Retrosynthesis prediction enhanced by in-silico reaction data augmentation
Xu Zhang, Yiming Mo, Wenguan Wang, Yi Yang
TL;DR
The paper tackles the data scarcity bottleneck in ML-based retrosynthesis by introducing RetroWISE, a self-boosting framework that generates in-silico reactions from unpaired data using a base model trained on real paired data, and augments real data to train a superior retrosynthesis predictor. Through template-based filtering and molecular similarity checks, RetroWISE improves both accuracy and diversity of predictions, achieving state-of-the-art results on USPTO benchmarks and especially enhancing rare transformations. The approach leverages a Transformer-based architecture with forward and retrosynthesis components, and demonstrates favorable scalability and efficiency, including substantial gains on the largest datasets.

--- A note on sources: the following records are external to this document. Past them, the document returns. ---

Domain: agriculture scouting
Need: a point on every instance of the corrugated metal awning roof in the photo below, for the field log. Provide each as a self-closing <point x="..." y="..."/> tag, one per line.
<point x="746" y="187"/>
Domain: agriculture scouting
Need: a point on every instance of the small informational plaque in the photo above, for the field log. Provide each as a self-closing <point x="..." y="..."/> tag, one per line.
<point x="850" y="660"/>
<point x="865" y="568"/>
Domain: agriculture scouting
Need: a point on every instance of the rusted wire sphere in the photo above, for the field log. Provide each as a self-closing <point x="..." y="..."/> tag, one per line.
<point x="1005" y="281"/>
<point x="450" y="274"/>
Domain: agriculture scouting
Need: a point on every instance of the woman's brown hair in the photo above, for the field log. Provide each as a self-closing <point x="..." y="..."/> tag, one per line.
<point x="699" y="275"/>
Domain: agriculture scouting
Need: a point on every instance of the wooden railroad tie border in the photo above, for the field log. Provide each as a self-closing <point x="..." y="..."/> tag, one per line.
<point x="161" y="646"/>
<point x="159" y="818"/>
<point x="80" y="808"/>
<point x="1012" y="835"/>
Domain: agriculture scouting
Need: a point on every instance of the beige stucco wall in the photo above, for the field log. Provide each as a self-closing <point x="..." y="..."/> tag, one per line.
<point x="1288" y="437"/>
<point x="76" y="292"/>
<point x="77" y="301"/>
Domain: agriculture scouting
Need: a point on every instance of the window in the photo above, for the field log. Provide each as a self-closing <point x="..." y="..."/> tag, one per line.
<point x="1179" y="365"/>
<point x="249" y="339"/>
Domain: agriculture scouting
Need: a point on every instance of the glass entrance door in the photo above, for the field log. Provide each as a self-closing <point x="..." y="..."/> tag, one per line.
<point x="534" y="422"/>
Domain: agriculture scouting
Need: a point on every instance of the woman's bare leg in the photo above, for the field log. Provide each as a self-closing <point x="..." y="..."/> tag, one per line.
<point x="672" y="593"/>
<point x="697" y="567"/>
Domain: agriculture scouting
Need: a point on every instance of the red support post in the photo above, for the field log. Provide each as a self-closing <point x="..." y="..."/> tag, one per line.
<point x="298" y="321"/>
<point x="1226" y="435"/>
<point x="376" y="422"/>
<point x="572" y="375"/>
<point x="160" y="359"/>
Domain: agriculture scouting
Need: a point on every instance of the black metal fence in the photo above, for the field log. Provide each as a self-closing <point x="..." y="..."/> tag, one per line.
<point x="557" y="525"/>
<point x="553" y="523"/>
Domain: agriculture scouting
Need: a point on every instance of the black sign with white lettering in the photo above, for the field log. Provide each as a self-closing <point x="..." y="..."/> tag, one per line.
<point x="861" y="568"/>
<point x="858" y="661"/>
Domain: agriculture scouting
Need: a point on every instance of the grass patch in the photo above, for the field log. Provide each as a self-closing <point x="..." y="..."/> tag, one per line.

Overall, RetroWISE offers a cost-effective data augmentation strategy that mitigates the need for expansive proprietary reaction databases, accelerating ML-driven retrosynthesis research and application.
Abstract
Recent advances in machine learning (ML) have expedited retrosynthesis research by assisting chemists to design experiments more efficiently. However, all ML-based methods consume substantial amounts of paired training data (i.e., chemical reaction: product-reactant(s) pair), which is costly to obtain. Moreover, companies view reaction data as a valuable asset and restrict the accessibility to researchers. These issues prevent the creation of more powerful retrosynthesis models due to their data-driven nature. As a response, we exploit easy-to-access unpaired data (i.e., one component of product-reactant(s) pair) for generating in-silico paired data to facilitate model training. Specifically, we present RetroWISE, a self-boosting framework that employs a base model inferred from real paired data to perform in-silico reaction generation and augmentation using unpaired data, ultimately leading to a superior model. On three benchmark datasets, RetroWISE achieves the best overall performance against state-of-the-art models (e.g., +8.6% top-1 accuracy on the USPTO-50K test dataset). Moreover, it consistently improves the prediction accuracy of rare transformations. These results show that Retro- WISE overcomes the training bottleneck by in-silico reactions, thereby paving the way toward more effective ML-based retrosynthesis models.